6. Interactions over Technology
Many camps require you to leave your phones at home. This one didn’t, but not one of the activities involved screens, phones, or tablets of any kind. My son went to one last summer where there were no phones, and he said that it took a day or two to get used to, but that the rate at which people made friends was greatly accelerated because kids were actually talking to each other. For schools that are on the fence about removing phones, camps provide a strong argument for the benefits of in-person interactions.

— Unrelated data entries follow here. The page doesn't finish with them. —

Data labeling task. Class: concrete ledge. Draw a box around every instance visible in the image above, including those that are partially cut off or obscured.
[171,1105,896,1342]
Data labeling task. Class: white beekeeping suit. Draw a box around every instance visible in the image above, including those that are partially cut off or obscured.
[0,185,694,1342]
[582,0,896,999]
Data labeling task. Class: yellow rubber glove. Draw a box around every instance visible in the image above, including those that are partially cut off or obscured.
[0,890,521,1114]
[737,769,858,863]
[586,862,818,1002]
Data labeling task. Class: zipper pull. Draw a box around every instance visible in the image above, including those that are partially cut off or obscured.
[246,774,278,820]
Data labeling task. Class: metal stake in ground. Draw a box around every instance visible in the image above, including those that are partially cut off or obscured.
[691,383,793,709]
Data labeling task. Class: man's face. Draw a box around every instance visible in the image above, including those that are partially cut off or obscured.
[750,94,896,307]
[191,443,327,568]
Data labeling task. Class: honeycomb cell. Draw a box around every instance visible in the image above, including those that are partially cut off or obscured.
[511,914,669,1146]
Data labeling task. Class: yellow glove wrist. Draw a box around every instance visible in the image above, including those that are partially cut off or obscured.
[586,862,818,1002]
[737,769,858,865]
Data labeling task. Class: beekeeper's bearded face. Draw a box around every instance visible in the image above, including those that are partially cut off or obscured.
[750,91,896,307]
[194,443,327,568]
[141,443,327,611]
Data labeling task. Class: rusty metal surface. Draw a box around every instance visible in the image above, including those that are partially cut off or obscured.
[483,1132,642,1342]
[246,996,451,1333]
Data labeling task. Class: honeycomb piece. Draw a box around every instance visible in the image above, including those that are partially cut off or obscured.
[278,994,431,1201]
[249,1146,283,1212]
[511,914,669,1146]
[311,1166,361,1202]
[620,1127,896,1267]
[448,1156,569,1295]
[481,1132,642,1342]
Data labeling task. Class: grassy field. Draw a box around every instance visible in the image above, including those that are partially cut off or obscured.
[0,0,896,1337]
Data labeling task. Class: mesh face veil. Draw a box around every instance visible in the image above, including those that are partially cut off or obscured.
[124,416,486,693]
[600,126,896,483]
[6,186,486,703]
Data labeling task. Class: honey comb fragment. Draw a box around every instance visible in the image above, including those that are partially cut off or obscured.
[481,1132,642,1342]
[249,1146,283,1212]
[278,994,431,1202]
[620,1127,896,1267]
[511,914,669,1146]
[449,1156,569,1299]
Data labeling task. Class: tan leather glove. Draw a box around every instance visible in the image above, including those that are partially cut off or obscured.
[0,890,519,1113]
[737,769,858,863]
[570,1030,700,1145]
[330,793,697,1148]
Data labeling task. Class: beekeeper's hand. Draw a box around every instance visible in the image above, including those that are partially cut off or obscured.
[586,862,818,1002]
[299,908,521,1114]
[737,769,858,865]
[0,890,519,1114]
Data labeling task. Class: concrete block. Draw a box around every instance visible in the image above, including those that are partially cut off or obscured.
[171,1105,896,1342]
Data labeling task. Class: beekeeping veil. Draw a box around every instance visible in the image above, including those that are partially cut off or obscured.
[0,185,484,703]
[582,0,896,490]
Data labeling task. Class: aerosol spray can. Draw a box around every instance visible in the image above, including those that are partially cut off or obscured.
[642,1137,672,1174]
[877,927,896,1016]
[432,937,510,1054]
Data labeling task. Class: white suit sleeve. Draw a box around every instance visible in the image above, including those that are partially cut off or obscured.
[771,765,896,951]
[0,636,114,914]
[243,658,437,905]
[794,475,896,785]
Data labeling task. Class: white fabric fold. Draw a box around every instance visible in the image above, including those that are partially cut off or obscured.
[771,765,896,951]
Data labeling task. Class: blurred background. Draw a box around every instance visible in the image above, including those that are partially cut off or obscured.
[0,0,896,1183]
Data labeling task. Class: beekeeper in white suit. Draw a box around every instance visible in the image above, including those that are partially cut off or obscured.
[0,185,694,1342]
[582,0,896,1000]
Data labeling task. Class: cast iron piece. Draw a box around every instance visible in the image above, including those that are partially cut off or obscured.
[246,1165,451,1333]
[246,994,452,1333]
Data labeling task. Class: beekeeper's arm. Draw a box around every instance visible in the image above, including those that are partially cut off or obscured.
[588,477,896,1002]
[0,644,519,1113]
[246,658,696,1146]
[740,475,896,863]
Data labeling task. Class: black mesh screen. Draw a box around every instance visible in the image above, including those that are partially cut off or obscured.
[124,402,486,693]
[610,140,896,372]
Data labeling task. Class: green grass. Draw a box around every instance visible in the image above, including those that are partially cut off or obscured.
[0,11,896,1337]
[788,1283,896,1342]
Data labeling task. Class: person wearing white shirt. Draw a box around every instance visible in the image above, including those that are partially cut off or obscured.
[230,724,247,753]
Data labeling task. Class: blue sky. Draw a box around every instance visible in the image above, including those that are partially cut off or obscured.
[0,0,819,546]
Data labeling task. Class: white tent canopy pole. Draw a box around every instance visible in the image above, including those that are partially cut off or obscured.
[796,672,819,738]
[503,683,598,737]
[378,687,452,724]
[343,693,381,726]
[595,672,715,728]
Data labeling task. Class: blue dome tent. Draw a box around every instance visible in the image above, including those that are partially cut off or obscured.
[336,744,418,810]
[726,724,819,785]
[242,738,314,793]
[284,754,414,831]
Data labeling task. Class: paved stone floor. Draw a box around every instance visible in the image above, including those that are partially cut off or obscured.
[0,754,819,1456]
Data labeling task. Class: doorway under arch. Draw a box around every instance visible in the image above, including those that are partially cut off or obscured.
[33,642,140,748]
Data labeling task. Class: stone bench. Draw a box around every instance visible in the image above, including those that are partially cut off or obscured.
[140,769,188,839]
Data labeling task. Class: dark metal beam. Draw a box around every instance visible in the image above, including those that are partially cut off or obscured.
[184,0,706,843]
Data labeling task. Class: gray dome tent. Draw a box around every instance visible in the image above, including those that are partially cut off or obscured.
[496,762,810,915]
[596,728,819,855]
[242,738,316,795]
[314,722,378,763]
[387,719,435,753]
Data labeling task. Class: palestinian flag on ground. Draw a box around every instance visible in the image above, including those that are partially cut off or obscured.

7. A Spirit of Playfulness
I have a soccer coach friend who likes to say that he takes the work seriously but he doesn’t take himself too seriously. That is camp in a nutshell. If you talk to people who run camps, they will tell you they have serious goals for their young people, but they go about their day-to-day with a certain playfulness, When you’ve seen someone with their face in a watermelon or an Oreo skittering down their forehead, you are connected to them in a deeper way. Music also breaks the 4th wall: I’m always struck by the fact that the only place music plays reliably in school is in the art room; why is it verboten in the rest of school? The ability to make fun of ourselves—not just kids, but adults too—creates a different kind of space, one that is more human and more worth living.
We are in a moment where lots of people are trying to reinvent school, looking to technology, competency-based schooling, and more for solutions. But we already have this more than century old institution that has figured out a lot about how to organize for human development. Let’s see what we can learn before we entirely reinvent the wheel.
Photo at top by Hannah Barata on pexels.